Depuis plusieurs jours, quiconque tente de souscrire un contrat de fourniture d'énergie se heurte à un message inhabituel. Des géants aux plus petits acteurs du secteur, des low-cost aux premium, la rengaine est la même : « La souscription à une offre électricité seule est momentanément indisponible », oppose Eni après quelques clics sur son site ; « Votre demande ne peut aboutir », peut-on lire sur celui de Vattenfall. Même son de cloche chez Ovo Energy ou Alpiq : « Nos offres d'énergie ne sont actuellement plus disponibles » ou « La souscription est temporairement indisponible », affichent respectivement les deux entreprises.
Mais pas de bug informatique général à l'horizon. Alors que les prix de l'énergie atteignent des niveaux jamais observés jusqu'ici sur les marchés, la plupart des fournisseurs sont confrontés à une situation « intenable », font-ils valoir. Et pour cause, chaque mégawattheure (MWh) qu'ils achèteraient aujourd'hui pour cet hiver exigerait de débourser plus de 1.500 euros, contre moins de 50 euros en temps « normal ». Incapables d'accueillir de nouveaux clients à des tarifs acceptables, beaucoup choisissent ainsi de leur fermer la porte.

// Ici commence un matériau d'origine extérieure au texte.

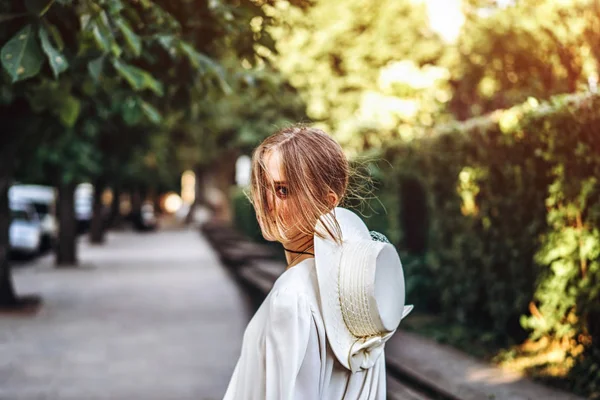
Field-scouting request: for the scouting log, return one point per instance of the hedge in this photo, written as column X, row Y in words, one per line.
column 499, row 221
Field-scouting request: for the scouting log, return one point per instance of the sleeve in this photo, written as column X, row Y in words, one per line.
column 287, row 335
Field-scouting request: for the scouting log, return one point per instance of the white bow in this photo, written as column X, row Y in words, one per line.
column 366, row 351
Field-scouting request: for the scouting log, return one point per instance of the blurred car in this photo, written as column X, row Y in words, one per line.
column 43, row 199
column 84, row 206
column 148, row 220
column 25, row 231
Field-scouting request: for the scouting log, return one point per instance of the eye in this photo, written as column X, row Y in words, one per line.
column 282, row 191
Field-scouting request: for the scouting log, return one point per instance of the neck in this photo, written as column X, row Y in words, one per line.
column 295, row 247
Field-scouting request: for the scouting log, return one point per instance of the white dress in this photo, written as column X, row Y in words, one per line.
column 285, row 353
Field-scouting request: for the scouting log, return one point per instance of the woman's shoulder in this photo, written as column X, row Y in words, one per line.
column 299, row 282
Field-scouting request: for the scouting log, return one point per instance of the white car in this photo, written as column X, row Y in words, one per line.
column 43, row 199
column 84, row 205
column 25, row 231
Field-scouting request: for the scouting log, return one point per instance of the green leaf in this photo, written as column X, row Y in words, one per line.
column 69, row 108
column 131, row 38
column 95, row 68
column 151, row 112
column 57, row 60
column 56, row 36
column 38, row 7
column 8, row 17
column 101, row 36
column 21, row 56
column 131, row 111
column 137, row 77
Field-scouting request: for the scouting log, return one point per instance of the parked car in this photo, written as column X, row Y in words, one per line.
column 84, row 206
column 25, row 231
column 43, row 199
column 149, row 219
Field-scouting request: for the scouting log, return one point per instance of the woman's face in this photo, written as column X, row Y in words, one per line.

Les alternatifs affirment ne plus pouvoir se couvrir
Pire : une partie des concurrents d'EDF, appelés « alternatifs », encouragent même ouvertement les clients actuels à résilier leur contrat pour éviter une explosion de leur facture. Ces derniers jours, Iberdrola et Mint Energie ont notamment incité à se tourner vers le tarif réglementé de vente (TRV, l'offre d'EDF encadrée par l'Etat que seul l'énergéticien public peut commercialiser), afin d'éviter une montée en flèche de leurs mensualités. « En passant chez EDF, vous pourriez économiser 218 euros par an », peut-on ainsi lire dans un mail envoyé le 23 août par Mint Energie à l'un de ses clients.